Getting Involved In Politics May Keep Your Mind Sharp

A large study of UK residents finds a link between community participation and cognitive health

A Bernie Sanders rally held earlier this June in California — Jason Redmond/Reuters
Dec 02, 2016 at 11:13 AM ET

A little activism could go a long way toward keeping your mind sharp into your later years—at least so suggests a newly published study in BMC Psychology.

Researchers pored over data from a long-running population study of nearly 10,000 UK residents born in the 1950s, specifically looking for factors that could have influenced their thinking prowess as they aged. The people who said they were involved in a political, religious, or otherwise civic-oriented group at both age 33 and age 50 were more likely to stay cognitively fit. This link held up even after accounting for other important influences on brain health, like education level, wealth, and physical health. The more involved in different activities someone was, the stronger the connection. In total, about 17% of people reported any level of civic activity.

“The implication is that if people continue to engage socially throughout life, maintaining related behaviors that require cognitive skills such as memory, attention and control, there may be some protection from cognitive decline,” said lead author Ann Bowling, a professor of health sciences at the University of South Hampton, in a statement.

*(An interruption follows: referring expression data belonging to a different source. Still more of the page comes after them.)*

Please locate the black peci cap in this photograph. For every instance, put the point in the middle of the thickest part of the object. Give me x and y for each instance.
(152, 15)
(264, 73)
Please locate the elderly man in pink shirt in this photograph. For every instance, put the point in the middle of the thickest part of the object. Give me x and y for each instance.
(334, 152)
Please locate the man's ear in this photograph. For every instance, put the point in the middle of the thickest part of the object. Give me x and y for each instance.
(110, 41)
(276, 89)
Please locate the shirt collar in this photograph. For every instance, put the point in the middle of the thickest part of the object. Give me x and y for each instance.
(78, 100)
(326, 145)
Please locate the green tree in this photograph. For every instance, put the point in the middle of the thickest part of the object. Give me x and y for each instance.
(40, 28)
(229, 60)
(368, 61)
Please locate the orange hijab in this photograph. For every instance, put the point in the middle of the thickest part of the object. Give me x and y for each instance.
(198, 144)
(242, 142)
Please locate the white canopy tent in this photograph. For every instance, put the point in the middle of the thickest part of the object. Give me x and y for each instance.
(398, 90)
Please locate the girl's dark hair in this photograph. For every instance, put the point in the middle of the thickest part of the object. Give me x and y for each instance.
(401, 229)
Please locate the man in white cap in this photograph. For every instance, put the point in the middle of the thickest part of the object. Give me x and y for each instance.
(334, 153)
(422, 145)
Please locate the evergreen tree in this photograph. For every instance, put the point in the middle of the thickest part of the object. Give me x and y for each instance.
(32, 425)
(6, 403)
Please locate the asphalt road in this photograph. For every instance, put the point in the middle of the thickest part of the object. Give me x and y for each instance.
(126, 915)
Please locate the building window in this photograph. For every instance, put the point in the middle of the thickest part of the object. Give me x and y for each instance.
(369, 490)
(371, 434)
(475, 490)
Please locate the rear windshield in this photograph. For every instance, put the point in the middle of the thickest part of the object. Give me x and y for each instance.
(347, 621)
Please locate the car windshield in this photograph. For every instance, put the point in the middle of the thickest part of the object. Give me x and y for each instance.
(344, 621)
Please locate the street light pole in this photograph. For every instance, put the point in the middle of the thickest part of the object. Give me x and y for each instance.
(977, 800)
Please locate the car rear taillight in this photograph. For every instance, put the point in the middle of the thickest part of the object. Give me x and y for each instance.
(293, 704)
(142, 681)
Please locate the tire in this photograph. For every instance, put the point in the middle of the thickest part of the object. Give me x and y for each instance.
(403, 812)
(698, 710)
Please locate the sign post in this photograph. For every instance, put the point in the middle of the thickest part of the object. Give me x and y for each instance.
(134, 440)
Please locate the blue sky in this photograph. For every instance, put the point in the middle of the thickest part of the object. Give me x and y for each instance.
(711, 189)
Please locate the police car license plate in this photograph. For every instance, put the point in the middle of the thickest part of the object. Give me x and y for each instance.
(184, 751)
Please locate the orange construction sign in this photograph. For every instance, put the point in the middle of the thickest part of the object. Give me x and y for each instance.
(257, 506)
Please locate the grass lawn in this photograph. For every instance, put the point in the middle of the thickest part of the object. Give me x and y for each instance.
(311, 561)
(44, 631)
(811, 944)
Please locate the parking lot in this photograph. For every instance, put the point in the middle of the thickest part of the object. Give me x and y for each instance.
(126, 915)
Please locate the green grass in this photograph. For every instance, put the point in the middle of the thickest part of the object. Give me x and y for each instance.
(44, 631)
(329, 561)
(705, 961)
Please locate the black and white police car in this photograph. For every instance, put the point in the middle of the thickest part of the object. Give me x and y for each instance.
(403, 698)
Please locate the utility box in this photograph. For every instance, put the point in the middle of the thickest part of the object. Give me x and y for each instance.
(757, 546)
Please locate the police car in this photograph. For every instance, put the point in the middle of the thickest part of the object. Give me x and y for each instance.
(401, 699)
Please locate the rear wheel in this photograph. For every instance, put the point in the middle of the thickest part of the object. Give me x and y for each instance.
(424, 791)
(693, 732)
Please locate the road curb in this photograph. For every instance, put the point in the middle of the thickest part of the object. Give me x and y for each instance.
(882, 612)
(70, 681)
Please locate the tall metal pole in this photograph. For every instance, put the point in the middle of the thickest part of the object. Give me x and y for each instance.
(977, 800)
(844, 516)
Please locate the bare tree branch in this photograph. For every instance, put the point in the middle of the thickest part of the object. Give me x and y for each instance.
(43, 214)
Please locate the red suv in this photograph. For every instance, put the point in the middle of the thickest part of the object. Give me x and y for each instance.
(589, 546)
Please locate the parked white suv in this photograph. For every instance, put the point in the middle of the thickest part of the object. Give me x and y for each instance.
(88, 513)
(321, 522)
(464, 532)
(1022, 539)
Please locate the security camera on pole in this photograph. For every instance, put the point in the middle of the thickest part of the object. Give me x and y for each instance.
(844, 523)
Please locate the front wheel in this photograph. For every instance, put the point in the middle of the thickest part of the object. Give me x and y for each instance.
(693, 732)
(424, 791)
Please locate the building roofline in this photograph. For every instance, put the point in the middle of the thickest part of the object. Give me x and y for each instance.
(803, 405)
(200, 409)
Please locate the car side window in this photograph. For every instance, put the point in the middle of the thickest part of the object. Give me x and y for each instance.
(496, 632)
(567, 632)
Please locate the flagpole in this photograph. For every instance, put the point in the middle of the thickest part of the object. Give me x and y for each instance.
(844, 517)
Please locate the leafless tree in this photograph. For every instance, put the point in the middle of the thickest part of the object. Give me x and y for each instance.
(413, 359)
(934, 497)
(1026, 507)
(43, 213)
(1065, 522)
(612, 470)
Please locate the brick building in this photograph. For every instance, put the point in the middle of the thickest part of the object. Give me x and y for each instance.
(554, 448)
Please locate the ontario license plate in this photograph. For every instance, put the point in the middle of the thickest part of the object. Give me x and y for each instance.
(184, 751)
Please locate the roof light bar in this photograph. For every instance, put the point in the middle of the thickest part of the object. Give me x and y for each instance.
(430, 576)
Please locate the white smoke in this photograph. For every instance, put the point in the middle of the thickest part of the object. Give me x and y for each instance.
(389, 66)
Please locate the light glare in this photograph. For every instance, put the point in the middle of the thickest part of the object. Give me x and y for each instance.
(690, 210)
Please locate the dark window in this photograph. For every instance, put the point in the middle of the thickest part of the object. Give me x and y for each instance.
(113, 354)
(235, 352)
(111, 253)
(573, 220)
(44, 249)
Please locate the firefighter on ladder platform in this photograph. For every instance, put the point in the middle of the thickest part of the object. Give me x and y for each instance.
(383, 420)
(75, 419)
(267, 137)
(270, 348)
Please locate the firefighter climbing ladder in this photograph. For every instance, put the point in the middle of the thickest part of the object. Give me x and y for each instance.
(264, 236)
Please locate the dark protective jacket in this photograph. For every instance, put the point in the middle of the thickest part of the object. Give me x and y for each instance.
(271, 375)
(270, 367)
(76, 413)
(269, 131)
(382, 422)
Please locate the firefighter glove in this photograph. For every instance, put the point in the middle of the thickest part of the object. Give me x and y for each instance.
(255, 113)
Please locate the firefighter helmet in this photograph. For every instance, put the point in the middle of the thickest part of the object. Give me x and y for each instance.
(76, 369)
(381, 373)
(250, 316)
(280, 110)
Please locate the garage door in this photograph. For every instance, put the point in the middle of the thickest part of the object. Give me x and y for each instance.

To be clear, the boosts to our brain associated with community participation seen in the study were modest. Using the combined score of several different tests as a proxy for cognition and memory, they estimated that every instance of civil service was linked to a 0.12 point score increase. For comparison’s sake, that’s less than the associated effect that was seen with playing sports, staying in good physical health, and having a higher-skilled job, among others. Even simply being a women was more advantageous.

Still, because the authors used data from a large study that’s, to this day, keeping track of people from birth until death, it’s more likely that the benefits they saw are at least real. Elsewhere, plenty of other research has shown the lifelong value of keeping our social ties strong, particularly with our closest loved ones. So if nothing else, this latest study might provide that final push to start getting more involved in whatever activist or political group floats your boat. Something tells me there might be an upswing of those in the near future.